As lawmakers on the Hill sound alarms about the possibility of entering fiscal year 2020 with a continuing resolution – or worse, sequestration – Air Force leadership said April 4 that $29 billion is at stake should the 2011 Budget Control Act spending cap levels return.

A return to sequestration levels would cause four times the amount of damage to the Air Force as in fiscal year 2013, Secretary Heather Wilson told the Senate Armed Services Committee (SASC) Thursday on Capitol Hill.

Air Force Secretary Heather Wilson testifies before the Senate Armed Services Committee April 4, 2019. Screenshot: Defense Department

It would mean cutting back on all of the service’s major procurement programs, including the Lockheed Martin [LMT]-made F-35 Joint Strike Fighter and the Boeing [BA]-built KC-46A aerial refuelers, and halting the B-21 next-generation bomber program, in development by Northrop Grumman [NOC], she said. It would also mean “no ground-based strategic deterrent, no research, development, test and evaluation (RDT&E) for any space system, most of the fourth- and fifth-gen [aircraft] modifications, and all of science and technology” funding, she added.

Conversely, cutting $29 billion from Air Force would remove all of its weapon systems sustainment efforts, defund all flying hours and base operations as well as munitions, Wilson said. “I think you can see that that would be absolutely devastating in scope and scale,” she said.

The Air Force continues to recover from the 2013 sequester impact, Wilson noted.

To start the new fiscal year on a continuing resolution and limiting funding to FY ‘19 numbers would immediately impact 16 new military construction projects and 18 current milcon projects, Air Force Chief of Staff Gen. David Goldfein said. A CR would also affect plans to move ahead on KC-46 and F-35 procurement, as well as the next-generation T-X end-to-end trainer system in development by Boeing, he added. About 89 RDT&E projects would be targeted.

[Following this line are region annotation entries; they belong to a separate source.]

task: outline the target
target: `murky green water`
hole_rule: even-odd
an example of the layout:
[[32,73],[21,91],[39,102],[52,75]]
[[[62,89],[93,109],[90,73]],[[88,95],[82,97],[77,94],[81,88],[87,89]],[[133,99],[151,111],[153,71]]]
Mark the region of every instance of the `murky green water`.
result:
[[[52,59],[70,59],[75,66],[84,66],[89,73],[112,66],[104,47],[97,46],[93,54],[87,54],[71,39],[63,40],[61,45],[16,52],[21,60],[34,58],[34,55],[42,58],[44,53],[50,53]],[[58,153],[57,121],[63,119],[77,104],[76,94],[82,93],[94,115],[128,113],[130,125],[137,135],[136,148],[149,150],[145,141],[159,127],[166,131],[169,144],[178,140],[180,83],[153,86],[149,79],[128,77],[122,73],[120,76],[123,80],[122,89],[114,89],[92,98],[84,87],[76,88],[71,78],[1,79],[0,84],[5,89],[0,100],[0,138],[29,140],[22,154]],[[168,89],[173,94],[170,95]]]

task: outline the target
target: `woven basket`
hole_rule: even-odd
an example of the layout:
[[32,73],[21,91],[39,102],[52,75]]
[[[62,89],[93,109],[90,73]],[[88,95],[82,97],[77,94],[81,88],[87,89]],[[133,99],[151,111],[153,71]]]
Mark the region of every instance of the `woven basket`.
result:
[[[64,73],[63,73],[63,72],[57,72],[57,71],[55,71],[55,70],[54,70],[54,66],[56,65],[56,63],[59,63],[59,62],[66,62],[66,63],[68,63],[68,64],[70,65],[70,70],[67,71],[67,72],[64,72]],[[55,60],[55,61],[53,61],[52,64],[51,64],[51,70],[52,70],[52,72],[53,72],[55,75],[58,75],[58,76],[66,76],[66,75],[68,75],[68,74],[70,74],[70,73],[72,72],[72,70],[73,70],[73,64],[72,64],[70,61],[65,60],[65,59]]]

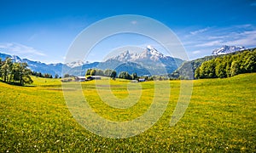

More than six months under a continuing resolution, “would put our end strength growth at risk, because we would not be able to bring on the additional airmen we need .. to fill our formations to do the missions we’re already doing,” he added.

Multiple Republican SASC members, to include Committee Chair Jim Inhofe (R-Okla.) and Sens. Thom Tillis (R-N.C.), Tom Cotton (R-Ark.) and David Perdue (R-Ga.) expressed concern about the likelihood of a continuing resolution beginning the new fiscal year.

Tillis noted that the Air Force’s FY ’20 budget request is “important to advocate for…but I believe it’s more or less going to be a paper exercise and that we’re going to be looking at a CR.”

Sen. Tim Kaine (D-Va.), who serves as ranking member of the SASC Readiness and Management Support Subcommittee, criticized his Republican colleagues for having “raised the specter of a CR.”

“I hear that from one side; I don’t know where that’s coming from,” he said. Democrats “don’t want a CR, we want an appropriations bill.”